We have a couple of cots stored in the laundry room. I grabbed the mattress of one of them, and drug it out onto the porch. Wrapped in a blanket, I slept outside, beside the dying fire. Slowly the night settled into a deep quiet, and slowly the air cooled as I drifted off. What would my friends think, me sleeping outside on the porch?
I woke up early, it was barely light outside. I heard a car start nearby, dogs were barking, the day was starting. My hip was sore, but I was rested. Now I am writing, guess where, from my kitchen, sipping coffee and feeling good.
Day 10
This morning I woke up ready to walk again. First I dressed, put on my shoes, and stepped out of the house. Standing on the porch, almost about to walk, I started thinking about the laundry I needed to do. Then I remembered I had a book to read for school. I didn’t want to do either of those things, but the walk seemed a little less attractive. Here I am, an adult, with adult chores and work to do, and all I want to do is walk. Then I started thinking about walking in the neighborhood, passing all the houses I had seen a million times. I felt the smoke collecting, the knotting up of my chest and the weighing down of my bones. A tiny voice spoke up, “I could just walk a little bit, maybe out of the neighborhood, and in the direction of the woods, away from town?”

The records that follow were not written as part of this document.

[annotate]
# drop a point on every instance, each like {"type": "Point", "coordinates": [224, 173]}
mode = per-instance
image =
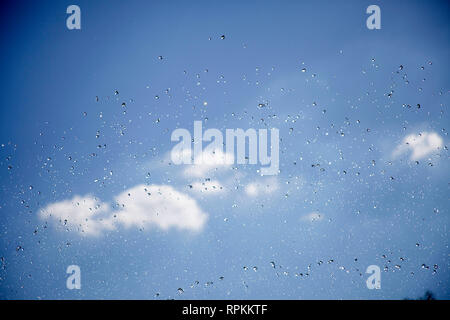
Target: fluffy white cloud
{"type": "Point", "coordinates": [210, 162]}
{"type": "Point", "coordinates": [142, 206]}
{"type": "Point", "coordinates": [420, 145]}
{"type": "Point", "coordinates": [313, 217]}
{"type": "Point", "coordinates": [161, 206]}
{"type": "Point", "coordinates": [262, 187]}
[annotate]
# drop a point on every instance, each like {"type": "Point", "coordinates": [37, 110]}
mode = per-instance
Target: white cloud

Of course not, why do that. Why bother, why walk. Why read, or clean or do anything. The smoke grew, gathered strength, and inside I went. I turned on the tv, and I don’t even know what I watched all day, numbing my brain and bathing in the dark smoke of depression. It was a day. Finally around suppertime hunger drove me off the couch, and my mind cleared. I had wasted an entire day due to the sadness. It would not happen again!
I placed my tennis shoes at the front door. I filled a backpack with snacks, a water bottle, and other useful items beside the shoes. I wrote a note, “Go Outside and Walk” in dark ink and taped it to the door. Tomorrow will be better!